Scientists say unfavorable ocean conditions appear to be working against the king crab recovery. But figuring out specifics has been difficult.
During the past decade, as the Bering Sea warmed, king crab in some years moved farther north. Researchers say one possibility is that young crabs may have lower survival rates when they mate in these waters. Another possible factor is increased predation, including from Bristol Bay sockeye salmon as their populations boomed.
Scientists also are scrutinizing the practice of catching undersized crabs and then throwing them back, which could cause death. There is also research and debate about the impact, both in decades past and currently, of trawl nets towed along the bottom by vessels pursuing cod and flatfish species, as well as larger nets deployed by pollock boats that also may hit the bottom.
One former federal biologist, Braxton Dew, in a whistleblower complaint filed in 2021 through Public Employees for Environmental Responsibility, alleges that sampling bias and data falsification during some of the surveys in the 1970s “paved the way for the collapse” by giving inflated stock estimates. Based on those surveys, fishery managers approved excessive harvest levels from which the crab populations have yet to recover.
Cooler years could help
Snow crab have a shorter life cycle than king crab, and their numbers have fluctuated greatly. Crabbers caught more than 300 million pounds of snow crab during two peak years in the early 1990s. Last year, after the population crashed, the harvest was slashed to just 5.6 million pounds.
During the Bering Sea warming of recent years, there were big reductions in winter sea ice, which is vital to the formation of a pool of cold water by the sea bottom that offers young snow crabs refuge from predators such as cod that dislike the chill temperatures.
As the cold pool shrank drastically, scientists say cod predation increased and that mortality, along with other stresses from the warmer water, may have contributed to the implosion of the snow crab population.
Researchers also are looking at other stresses from the warmer water. Crabs’ metabolism, for example, speeds up as temperatures rise, and food supplies could have been inadequate to meet their needs. So starvation may have played a role.
Even as the Bering Sea warming hurt the snow crab, salmon scientists say it likely gave a boost to Bristol Bay sockeye, which generally do better when temperatures rise a few degrees and returned this past summer in record numbers.

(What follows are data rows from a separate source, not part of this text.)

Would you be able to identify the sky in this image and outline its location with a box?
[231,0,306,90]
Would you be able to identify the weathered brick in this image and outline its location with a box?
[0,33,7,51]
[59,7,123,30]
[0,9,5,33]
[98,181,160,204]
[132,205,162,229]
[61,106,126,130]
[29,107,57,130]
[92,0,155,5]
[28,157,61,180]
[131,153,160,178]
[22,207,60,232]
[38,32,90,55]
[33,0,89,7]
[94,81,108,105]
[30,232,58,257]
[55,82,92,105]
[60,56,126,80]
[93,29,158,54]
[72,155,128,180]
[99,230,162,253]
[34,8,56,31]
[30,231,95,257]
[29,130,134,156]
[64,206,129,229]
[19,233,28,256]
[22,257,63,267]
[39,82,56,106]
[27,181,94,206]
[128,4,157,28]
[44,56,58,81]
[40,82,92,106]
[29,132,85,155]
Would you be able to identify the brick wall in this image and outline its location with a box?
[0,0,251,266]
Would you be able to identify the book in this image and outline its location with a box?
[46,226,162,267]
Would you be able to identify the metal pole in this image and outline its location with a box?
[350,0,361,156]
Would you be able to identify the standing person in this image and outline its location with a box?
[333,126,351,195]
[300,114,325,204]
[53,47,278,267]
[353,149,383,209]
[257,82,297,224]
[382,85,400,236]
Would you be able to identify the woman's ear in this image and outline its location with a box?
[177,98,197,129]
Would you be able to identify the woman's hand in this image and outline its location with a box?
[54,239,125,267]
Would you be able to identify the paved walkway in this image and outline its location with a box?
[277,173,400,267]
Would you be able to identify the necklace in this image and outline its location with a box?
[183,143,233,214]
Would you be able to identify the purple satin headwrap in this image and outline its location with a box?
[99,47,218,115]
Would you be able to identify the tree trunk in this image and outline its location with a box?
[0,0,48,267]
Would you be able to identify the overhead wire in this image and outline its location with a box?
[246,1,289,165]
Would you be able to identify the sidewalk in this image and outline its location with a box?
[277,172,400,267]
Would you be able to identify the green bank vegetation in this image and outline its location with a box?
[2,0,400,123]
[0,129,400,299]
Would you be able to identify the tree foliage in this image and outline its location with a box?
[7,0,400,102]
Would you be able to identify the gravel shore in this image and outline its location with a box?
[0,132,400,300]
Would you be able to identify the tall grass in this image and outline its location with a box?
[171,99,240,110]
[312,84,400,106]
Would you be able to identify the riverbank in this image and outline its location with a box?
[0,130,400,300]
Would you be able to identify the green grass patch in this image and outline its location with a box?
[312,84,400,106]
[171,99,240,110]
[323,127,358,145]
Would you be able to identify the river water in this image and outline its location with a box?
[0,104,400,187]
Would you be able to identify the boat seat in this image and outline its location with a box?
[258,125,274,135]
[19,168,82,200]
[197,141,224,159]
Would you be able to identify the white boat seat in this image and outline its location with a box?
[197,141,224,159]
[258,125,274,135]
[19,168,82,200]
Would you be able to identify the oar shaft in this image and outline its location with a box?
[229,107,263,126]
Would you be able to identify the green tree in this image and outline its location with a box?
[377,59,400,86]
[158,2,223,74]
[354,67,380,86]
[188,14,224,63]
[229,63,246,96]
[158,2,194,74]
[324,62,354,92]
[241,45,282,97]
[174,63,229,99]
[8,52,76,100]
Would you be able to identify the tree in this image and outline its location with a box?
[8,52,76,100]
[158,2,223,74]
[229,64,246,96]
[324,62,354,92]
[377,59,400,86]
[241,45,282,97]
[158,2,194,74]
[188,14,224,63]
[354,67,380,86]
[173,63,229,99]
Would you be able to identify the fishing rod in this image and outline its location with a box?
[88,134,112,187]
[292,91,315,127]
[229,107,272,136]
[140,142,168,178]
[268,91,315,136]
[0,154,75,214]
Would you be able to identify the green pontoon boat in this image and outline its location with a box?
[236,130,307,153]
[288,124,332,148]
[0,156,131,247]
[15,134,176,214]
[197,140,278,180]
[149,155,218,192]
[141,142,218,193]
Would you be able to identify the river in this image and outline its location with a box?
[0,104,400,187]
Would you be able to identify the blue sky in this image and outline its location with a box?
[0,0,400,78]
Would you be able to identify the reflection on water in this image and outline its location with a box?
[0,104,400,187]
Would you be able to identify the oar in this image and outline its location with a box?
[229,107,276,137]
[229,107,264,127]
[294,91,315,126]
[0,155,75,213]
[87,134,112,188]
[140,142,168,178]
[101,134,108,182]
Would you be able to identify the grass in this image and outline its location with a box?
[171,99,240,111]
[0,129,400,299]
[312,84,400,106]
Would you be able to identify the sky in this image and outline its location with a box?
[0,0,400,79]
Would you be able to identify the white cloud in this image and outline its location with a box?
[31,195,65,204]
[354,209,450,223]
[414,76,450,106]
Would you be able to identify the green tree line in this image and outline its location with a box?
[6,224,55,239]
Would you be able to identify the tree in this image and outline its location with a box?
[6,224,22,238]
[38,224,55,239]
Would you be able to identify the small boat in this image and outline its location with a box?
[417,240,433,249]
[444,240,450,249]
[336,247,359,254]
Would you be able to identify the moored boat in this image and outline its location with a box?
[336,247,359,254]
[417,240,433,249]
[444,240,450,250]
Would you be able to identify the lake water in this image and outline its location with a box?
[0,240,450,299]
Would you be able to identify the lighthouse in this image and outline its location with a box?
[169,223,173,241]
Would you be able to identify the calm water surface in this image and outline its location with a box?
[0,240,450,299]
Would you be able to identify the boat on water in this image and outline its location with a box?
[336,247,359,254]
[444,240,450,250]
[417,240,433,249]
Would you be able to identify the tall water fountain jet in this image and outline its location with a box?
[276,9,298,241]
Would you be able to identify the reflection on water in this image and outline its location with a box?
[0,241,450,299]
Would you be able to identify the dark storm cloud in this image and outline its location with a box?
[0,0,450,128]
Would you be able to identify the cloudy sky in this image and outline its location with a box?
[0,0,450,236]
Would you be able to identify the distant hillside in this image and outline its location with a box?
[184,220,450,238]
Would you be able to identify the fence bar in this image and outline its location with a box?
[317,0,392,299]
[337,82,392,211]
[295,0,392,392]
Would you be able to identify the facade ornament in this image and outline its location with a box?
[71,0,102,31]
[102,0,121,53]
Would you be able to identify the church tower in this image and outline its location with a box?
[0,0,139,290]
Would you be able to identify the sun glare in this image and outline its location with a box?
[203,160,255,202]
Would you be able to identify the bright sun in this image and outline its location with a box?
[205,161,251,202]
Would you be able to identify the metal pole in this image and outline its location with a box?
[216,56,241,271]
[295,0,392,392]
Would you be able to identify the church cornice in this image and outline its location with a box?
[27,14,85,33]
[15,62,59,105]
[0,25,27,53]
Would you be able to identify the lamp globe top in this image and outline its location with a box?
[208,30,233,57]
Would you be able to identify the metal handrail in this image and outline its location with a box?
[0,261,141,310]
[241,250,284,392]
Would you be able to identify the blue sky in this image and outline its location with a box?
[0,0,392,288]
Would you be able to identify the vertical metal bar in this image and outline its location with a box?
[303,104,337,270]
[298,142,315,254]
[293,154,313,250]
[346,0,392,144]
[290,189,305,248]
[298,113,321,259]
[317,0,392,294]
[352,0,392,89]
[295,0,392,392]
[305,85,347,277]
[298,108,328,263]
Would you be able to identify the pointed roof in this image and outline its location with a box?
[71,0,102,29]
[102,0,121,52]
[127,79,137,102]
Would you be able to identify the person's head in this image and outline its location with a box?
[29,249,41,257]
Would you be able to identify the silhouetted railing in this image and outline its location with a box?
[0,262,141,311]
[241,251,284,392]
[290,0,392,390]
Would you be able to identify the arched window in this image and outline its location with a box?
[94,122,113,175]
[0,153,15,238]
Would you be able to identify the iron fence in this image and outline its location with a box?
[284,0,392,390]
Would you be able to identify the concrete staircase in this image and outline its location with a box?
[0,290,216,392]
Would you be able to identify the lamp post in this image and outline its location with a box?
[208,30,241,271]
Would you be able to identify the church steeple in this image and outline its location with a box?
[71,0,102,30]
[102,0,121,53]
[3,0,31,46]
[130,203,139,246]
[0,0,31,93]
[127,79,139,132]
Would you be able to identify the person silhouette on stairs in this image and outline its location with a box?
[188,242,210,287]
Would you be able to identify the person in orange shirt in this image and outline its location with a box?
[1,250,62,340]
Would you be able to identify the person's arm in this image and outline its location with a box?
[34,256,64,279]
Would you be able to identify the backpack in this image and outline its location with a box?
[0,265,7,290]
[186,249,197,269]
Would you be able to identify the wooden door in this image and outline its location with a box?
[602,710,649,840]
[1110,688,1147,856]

[The salmon mystery of Bristol Bay]
As the sea warmed in 2018 and 2019, the surveys indicate more of the surviving snow crabs were found farther north than in years past.
Last year, the survey results included a more than 99% drop in immature female snow crabs compared to those found just three years earlier, as well as a 96% drop in males.

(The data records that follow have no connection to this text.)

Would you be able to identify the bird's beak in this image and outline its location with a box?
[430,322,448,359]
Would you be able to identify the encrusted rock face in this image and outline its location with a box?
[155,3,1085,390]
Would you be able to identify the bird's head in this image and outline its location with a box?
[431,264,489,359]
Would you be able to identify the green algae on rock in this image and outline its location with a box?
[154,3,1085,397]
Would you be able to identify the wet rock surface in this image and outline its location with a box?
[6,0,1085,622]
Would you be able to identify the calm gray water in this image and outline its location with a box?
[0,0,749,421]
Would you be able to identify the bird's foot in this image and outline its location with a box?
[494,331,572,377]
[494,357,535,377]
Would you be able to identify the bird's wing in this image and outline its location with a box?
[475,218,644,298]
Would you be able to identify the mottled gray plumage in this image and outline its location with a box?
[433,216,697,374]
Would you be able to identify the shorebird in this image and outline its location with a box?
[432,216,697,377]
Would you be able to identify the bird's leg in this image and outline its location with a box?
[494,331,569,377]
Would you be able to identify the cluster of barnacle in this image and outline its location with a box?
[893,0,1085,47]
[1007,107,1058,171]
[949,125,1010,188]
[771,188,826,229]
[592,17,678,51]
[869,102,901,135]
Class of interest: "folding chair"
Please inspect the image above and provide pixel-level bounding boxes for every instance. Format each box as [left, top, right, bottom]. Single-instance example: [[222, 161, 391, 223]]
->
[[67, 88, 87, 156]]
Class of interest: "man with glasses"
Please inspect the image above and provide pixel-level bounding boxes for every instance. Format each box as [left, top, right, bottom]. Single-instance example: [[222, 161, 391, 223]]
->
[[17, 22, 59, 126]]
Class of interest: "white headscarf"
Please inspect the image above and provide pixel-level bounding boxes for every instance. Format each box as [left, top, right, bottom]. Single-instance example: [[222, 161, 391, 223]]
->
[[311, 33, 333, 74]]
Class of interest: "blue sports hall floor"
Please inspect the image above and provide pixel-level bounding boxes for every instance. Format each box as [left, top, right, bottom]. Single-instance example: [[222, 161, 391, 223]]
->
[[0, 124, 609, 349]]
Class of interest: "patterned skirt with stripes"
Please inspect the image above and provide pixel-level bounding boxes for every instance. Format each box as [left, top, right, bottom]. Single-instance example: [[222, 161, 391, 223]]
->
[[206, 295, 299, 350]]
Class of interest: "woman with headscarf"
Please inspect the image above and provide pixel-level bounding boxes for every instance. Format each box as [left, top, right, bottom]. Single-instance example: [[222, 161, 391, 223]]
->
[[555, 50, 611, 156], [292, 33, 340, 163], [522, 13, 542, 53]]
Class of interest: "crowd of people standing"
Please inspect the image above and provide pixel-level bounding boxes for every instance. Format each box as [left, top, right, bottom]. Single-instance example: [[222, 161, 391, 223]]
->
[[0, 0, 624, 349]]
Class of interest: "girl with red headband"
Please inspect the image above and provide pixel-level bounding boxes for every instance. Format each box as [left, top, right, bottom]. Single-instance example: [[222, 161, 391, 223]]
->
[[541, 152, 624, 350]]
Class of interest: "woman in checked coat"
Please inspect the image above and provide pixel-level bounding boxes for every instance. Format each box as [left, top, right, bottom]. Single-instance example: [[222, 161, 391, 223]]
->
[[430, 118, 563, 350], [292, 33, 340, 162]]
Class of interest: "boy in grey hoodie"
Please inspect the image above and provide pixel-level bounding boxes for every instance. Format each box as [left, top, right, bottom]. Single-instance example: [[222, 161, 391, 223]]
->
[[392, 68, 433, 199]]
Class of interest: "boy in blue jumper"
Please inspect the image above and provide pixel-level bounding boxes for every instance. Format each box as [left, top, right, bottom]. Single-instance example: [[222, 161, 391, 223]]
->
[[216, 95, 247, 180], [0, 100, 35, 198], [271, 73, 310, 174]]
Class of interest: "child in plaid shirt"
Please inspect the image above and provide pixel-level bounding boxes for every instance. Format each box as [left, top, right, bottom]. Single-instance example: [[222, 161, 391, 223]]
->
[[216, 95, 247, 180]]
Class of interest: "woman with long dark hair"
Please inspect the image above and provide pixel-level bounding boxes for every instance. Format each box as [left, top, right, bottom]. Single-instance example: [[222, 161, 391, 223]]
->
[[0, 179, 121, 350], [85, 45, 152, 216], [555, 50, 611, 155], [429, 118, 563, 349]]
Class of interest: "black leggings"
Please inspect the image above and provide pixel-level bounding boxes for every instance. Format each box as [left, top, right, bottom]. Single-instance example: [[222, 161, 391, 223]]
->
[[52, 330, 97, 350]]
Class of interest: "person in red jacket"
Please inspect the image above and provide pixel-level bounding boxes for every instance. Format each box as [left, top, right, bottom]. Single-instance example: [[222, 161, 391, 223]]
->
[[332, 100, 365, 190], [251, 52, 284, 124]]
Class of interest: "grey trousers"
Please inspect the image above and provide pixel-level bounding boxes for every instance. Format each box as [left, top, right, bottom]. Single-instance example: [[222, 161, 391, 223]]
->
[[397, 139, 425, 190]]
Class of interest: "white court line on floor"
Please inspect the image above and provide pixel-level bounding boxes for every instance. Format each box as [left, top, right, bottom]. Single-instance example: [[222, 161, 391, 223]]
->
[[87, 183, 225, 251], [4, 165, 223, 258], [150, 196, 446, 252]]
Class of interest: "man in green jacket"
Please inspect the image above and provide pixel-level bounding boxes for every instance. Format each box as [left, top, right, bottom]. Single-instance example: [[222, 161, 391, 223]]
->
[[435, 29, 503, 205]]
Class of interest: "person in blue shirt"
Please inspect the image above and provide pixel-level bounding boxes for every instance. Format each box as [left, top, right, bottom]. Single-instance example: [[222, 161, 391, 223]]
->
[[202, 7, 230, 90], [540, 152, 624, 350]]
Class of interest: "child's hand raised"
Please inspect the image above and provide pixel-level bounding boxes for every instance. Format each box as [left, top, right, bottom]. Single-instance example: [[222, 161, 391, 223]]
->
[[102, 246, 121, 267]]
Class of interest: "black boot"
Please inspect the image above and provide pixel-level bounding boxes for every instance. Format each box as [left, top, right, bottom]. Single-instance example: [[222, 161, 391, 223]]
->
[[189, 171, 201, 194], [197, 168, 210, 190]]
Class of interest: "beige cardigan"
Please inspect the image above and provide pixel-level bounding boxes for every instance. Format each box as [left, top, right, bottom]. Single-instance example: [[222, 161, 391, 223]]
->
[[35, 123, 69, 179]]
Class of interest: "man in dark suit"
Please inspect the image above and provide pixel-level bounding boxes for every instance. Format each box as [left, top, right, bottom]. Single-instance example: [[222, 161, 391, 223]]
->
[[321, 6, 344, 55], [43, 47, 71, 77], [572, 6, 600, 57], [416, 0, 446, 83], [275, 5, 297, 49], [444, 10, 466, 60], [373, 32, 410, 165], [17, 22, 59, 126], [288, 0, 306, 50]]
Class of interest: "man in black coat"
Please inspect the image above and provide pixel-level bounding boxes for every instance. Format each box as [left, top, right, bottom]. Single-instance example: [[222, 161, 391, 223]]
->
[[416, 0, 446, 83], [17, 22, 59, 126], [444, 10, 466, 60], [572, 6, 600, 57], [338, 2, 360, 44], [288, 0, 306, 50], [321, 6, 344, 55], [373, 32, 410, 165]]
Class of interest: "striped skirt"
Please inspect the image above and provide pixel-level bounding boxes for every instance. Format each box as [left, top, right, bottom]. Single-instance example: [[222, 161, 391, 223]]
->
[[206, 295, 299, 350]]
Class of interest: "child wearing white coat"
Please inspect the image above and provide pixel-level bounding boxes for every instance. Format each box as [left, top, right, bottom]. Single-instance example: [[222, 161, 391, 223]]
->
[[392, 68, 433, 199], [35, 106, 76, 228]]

This year’s survey estimated the immature female populations jumped by 3,902% — a 39-fold increase compared to 2021. The immature males were up by 138%, more than double.
Those findings suggest that if cooler temperatures continue, the snow crab harvests will increase.

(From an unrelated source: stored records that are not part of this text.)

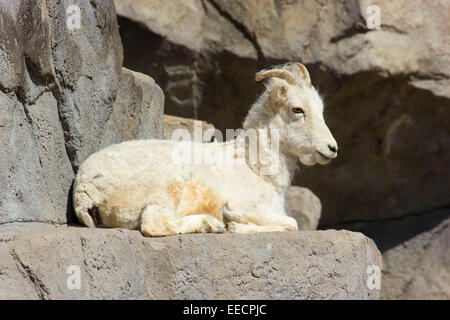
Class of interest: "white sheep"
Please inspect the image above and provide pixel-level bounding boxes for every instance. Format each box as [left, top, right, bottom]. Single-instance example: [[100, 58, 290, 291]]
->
[[73, 63, 337, 236]]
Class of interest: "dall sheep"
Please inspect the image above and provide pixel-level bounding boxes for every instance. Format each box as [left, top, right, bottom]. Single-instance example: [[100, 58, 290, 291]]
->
[[73, 63, 338, 236]]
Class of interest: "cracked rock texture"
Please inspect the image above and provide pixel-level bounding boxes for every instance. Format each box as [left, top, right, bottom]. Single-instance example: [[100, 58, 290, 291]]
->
[[115, 0, 450, 298], [0, 0, 164, 224], [0, 223, 381, 299]]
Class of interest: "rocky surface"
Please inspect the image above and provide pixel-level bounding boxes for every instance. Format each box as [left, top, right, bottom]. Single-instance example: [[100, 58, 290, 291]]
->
[[0, 0, 164, 224], [285, 186, 322, 231], [163, 114, 215, 142], [116, 0, 450, 225], [345, 209, 450, 300], [0, 223, 381, 299], [116, 0, 450, 298]]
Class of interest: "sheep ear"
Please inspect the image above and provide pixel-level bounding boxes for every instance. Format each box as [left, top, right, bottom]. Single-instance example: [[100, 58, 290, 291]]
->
[[255, 69, 297, 85], [295, 62, 311, 87], [271, 81, 288, 102]]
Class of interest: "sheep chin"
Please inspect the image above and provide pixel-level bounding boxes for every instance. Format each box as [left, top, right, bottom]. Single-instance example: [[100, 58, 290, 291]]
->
[[298, 153, 317, 166], [315, 152, 333, 165]]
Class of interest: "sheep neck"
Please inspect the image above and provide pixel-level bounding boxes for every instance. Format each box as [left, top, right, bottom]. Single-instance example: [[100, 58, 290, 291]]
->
[[234, 125, 297, 194]]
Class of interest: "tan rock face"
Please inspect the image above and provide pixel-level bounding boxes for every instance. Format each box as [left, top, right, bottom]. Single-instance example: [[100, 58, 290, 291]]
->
[[163, 114, 215, 142], [116, 0, 450, 298], [285, 186, 322, 231], [0, 223, 381, 299], [116, 0, 450, 225]]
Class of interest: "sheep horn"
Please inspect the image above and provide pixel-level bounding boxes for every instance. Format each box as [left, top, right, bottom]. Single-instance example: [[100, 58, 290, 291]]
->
[[255, 69, 298, 85], [295, 62, 311, 87]]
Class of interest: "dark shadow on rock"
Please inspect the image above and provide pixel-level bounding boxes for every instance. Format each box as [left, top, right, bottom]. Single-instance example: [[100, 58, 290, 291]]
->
[[330, 208, 450, 253]]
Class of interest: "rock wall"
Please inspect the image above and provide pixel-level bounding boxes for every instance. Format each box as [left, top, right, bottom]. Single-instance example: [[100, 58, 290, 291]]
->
[[115, 0, 450, 298], [0, 0, 164, 224], [0, 223, 381, 299], [0, 0, 381, 299]]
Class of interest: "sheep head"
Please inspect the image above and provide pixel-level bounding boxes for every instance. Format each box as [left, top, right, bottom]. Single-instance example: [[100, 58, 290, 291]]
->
[[255, 63, 338, 165]]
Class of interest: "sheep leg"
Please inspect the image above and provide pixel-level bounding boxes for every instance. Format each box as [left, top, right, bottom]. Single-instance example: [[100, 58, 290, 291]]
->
[[177, 214, 225, 233], [222, 205, 298, 233]]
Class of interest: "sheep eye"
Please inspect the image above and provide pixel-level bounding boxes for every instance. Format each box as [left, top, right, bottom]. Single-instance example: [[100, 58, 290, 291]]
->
[[292, 107, 305, 114]]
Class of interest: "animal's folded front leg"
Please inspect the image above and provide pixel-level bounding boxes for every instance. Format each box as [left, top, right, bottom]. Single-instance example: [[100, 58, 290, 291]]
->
[[222, 204, 298, 233]]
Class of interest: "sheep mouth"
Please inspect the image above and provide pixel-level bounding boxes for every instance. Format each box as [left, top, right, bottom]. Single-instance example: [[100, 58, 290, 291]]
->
[[316, 151, 333, 162]]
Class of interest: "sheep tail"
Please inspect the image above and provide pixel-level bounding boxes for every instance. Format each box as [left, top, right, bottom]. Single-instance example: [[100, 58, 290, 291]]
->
[[73, 186, 98, 228]]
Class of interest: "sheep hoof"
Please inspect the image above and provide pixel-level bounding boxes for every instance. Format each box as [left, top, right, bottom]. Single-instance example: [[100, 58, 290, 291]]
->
[[227, 222, 236, 233]]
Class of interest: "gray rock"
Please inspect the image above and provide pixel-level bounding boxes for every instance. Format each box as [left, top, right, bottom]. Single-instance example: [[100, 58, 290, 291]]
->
[[285, 186, 322, 231], [0, 0, 164, 224], [344, 209, 450, 300], [0, 223, 381, 299], [163, 114, 215, 142]]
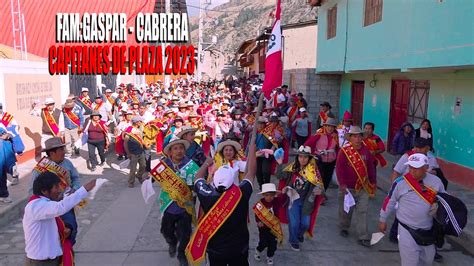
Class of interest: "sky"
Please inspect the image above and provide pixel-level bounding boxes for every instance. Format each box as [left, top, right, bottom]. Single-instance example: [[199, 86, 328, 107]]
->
[[186, 0, 229, 17]]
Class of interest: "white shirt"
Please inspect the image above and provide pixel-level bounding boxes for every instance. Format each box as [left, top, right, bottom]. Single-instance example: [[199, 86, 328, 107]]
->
[[23, 187, 88, 260]]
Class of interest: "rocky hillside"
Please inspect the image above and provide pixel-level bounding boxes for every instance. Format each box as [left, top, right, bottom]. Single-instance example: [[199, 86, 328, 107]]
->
[[190, 0, 317, 60]]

But federal fishery biologists who undertake the survey caution that more warming is forecast as climate change spurred by fossil fuel combustion and other human activities release greenhouse gas pollution.
“We will get another heat wave. Whether it’s one year, or five years, it will come,” said Leah Zacher, a federal fisheries biologist based in Kodiak with the Alaska Fisheries Science Center who participated in the survey. “And the question is — what will happen?”